Flava Flav
There are many clichéd sayings in general circulation, despite the fact that they’re mostly nonsense.

Aren’t we creative and intelligent enough to come up with ways to describe how we’re feeling or what we’re doing without relying on a phrase we’ve been hearing our entire lives that is inherently inaccurate anyway?

The following are some phrases you should phase out of your vocabulary:

“You miss 100 percent of the shots you don’t take.”

If you don’t actually take a shot, it’s impossible to miss it. Say for example that someone uses this phrase when you’re contemplating whether you should apply for a job opening that is going to be super competitive. By not applying for this job, you are opting not to take the shot.
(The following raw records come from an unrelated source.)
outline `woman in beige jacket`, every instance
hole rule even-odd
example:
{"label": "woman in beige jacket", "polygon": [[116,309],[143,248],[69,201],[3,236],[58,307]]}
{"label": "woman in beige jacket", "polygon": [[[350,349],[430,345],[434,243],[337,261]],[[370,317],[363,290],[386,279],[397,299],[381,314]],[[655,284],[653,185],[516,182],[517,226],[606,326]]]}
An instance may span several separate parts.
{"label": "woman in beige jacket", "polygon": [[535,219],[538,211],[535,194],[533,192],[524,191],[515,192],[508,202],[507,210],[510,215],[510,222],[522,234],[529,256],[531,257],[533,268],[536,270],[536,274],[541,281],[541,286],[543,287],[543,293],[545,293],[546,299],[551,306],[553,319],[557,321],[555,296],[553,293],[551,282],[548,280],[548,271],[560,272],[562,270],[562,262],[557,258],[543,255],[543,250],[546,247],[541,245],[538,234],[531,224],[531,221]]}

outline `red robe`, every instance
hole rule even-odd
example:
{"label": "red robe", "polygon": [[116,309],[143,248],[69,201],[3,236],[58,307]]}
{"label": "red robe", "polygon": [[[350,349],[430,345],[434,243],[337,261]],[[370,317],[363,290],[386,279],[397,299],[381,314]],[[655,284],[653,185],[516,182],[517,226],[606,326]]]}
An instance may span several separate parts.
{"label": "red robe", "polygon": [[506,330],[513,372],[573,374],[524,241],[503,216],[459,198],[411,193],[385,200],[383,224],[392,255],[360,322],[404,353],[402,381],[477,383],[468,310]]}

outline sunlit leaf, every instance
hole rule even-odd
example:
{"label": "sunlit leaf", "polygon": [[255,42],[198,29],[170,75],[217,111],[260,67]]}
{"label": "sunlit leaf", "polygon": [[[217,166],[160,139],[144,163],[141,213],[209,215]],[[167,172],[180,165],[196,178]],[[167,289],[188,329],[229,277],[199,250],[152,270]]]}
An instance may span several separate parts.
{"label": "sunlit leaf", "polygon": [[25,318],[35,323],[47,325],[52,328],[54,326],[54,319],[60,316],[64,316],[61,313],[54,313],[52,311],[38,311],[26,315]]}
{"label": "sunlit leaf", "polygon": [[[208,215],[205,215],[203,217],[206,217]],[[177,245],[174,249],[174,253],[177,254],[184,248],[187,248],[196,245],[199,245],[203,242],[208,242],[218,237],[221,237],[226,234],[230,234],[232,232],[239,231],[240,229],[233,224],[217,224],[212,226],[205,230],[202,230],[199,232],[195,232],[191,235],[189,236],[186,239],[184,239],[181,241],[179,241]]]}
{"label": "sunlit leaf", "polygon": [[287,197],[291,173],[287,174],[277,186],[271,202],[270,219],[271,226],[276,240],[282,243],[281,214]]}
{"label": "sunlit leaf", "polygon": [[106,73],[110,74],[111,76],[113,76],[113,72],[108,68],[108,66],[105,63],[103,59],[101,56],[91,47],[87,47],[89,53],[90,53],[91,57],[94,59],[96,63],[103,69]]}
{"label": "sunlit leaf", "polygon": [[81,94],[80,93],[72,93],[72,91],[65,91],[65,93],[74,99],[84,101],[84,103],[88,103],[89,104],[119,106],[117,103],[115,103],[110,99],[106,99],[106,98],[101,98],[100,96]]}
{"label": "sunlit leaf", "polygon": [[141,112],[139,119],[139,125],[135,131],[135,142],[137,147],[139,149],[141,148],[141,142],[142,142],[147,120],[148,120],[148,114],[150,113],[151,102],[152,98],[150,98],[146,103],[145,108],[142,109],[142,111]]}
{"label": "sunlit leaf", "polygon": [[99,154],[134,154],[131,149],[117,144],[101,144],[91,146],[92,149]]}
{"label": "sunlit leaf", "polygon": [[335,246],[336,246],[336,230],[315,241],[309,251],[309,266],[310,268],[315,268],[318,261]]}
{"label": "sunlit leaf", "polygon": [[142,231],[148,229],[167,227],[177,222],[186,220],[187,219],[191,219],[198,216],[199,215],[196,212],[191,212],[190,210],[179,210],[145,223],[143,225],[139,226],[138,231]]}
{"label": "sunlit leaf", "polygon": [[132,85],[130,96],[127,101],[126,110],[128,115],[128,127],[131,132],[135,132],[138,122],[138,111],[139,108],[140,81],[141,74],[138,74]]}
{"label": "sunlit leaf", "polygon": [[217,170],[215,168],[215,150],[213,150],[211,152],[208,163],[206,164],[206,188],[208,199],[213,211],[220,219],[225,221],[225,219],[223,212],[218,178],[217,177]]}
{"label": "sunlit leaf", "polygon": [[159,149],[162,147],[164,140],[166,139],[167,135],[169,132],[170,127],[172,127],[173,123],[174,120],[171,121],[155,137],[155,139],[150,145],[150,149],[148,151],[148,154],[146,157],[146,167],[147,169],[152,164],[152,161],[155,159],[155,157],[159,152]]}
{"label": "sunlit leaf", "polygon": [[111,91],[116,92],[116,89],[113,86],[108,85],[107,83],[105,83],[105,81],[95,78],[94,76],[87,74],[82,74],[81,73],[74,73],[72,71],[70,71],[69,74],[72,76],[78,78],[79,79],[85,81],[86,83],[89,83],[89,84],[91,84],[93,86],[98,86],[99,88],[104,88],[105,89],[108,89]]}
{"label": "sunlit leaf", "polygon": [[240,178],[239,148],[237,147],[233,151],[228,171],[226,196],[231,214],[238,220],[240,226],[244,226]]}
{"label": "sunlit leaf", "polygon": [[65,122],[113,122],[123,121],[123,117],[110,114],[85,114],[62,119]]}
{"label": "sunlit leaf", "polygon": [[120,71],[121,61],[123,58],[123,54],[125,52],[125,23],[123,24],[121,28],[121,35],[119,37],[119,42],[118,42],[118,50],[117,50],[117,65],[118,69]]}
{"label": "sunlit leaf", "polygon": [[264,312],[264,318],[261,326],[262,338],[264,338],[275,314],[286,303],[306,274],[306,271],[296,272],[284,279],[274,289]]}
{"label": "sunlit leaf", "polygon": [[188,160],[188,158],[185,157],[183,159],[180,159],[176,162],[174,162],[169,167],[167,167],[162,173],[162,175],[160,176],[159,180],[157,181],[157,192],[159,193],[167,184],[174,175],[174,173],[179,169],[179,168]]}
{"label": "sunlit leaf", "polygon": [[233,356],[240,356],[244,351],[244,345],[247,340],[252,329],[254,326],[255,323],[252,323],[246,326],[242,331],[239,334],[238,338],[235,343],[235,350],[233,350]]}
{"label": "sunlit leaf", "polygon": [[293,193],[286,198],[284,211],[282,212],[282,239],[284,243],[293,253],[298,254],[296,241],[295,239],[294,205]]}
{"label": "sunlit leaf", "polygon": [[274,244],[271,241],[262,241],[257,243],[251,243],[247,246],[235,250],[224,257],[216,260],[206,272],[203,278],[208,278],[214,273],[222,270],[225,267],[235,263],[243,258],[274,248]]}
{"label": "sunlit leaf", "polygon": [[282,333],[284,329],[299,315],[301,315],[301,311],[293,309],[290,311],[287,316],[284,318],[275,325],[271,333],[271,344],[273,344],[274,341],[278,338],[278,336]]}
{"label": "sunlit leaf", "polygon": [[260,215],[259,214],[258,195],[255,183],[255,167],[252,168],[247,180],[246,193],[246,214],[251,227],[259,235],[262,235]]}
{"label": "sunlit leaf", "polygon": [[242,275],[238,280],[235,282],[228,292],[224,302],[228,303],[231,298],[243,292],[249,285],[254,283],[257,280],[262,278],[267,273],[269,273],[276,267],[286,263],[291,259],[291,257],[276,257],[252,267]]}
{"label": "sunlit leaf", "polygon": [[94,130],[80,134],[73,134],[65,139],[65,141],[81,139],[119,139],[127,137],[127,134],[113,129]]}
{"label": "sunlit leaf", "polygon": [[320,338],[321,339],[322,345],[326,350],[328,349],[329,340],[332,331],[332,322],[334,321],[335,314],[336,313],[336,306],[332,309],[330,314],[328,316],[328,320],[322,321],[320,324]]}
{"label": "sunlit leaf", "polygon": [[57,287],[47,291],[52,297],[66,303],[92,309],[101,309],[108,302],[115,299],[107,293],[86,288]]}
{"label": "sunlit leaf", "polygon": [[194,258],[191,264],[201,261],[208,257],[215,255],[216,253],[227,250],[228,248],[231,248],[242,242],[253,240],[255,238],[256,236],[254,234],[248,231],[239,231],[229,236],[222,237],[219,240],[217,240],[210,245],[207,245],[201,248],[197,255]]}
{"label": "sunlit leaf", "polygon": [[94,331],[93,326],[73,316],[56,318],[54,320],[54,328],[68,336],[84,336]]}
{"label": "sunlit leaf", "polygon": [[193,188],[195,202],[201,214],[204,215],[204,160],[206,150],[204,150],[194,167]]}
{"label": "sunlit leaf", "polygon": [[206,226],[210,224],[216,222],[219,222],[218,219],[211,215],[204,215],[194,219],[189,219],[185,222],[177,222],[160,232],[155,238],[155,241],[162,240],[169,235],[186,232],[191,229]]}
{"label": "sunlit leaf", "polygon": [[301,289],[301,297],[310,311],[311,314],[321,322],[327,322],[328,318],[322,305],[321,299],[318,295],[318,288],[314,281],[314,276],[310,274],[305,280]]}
This means you will be neither successful nor a failure. You will simply never know if you would have gotten the job. And this isn’t always a bad thing.

“It’s not the size of the dog in the fight, but the size of the fight in the dog.”

Just because you’re willing to fight harder for something than anybody else doesn’t mean you’re going to win the fight. It’s unfortunate, but you can tell all the small bodegas to fight as hard as they possibly can and it’s not going to make much of a difference when Wal-Mart moves in down the block.

“Everything happens for a reason.”

When a life-rattling event occurs, people should eschew this saying for something helpful like: “Sorry about this. It really sucks and I feel horribly for you and everyone else who has been negatively affected. If there is anything I can do to help, please let me know.”

There is not a reason for everything that happens in the world, unless you count this as a reason: sometimes terrible things happen that have zero positives, and it is inexplicable as to why they have occurred.

“Pain is weakness leaving the body.”

The worst pain I’ve ever experienced was mono, and the pain sustained itself over about two months. I was in too much pain to masturbate, and that’s very indicative of my level of physical suffering. I lost more than 20 pounds in less than one month, developed a penchant for sleepwalking and eventually had to have my tonsils removed due to the scar tissue that had amassed inside of them (which was another instance of severe and sustained pain).

If anything, all the pain I experienced made me weaker than I had ever been—in both a physical and mental sense. I was stripped of all muscle and baby fat, to the point I resembled the body type of Kate Moss, and I was so sapped that I could barely read a page from a book without wanting to pass out.

Looking back on it years later, I can say that this and other instances of pain I have experienced have not at all been indicative of my inherent weakness making its way out of my body. (Where does all that weakness go, anyways?)

You should probably have a rule that you don’t use phrases that are used during Marine basic training.

“Love is all you need.”

I don’t even list “love” on my OkCupid profile as one of the six things I couldn’t live without. Love is vastly important, sure, but it’s sure as hell not all that you need. Love makes some things about life exponentially better, but the sad truth is that some people live their entire lives without feeling love, and not all of them are sociopathic serial killers. If I were poor and homeless and starving and sick and somebody told me that love was all I needed, I would punch them in their dick.

“Only God can judge me.”

You can’t tell me that I can’t judge you. In fact, if I ever see or hear you using this phrase, that alone will make me judge you unfavorably. It’s all and well to walk around thinking the only being worthy of judging you is The Almighty, but that’s not going to get you a job or a girl or anywhere in society, really. (You’ll notice that the people who most often use this phrase are the most negatively judge-able folks on the people-watching circuit.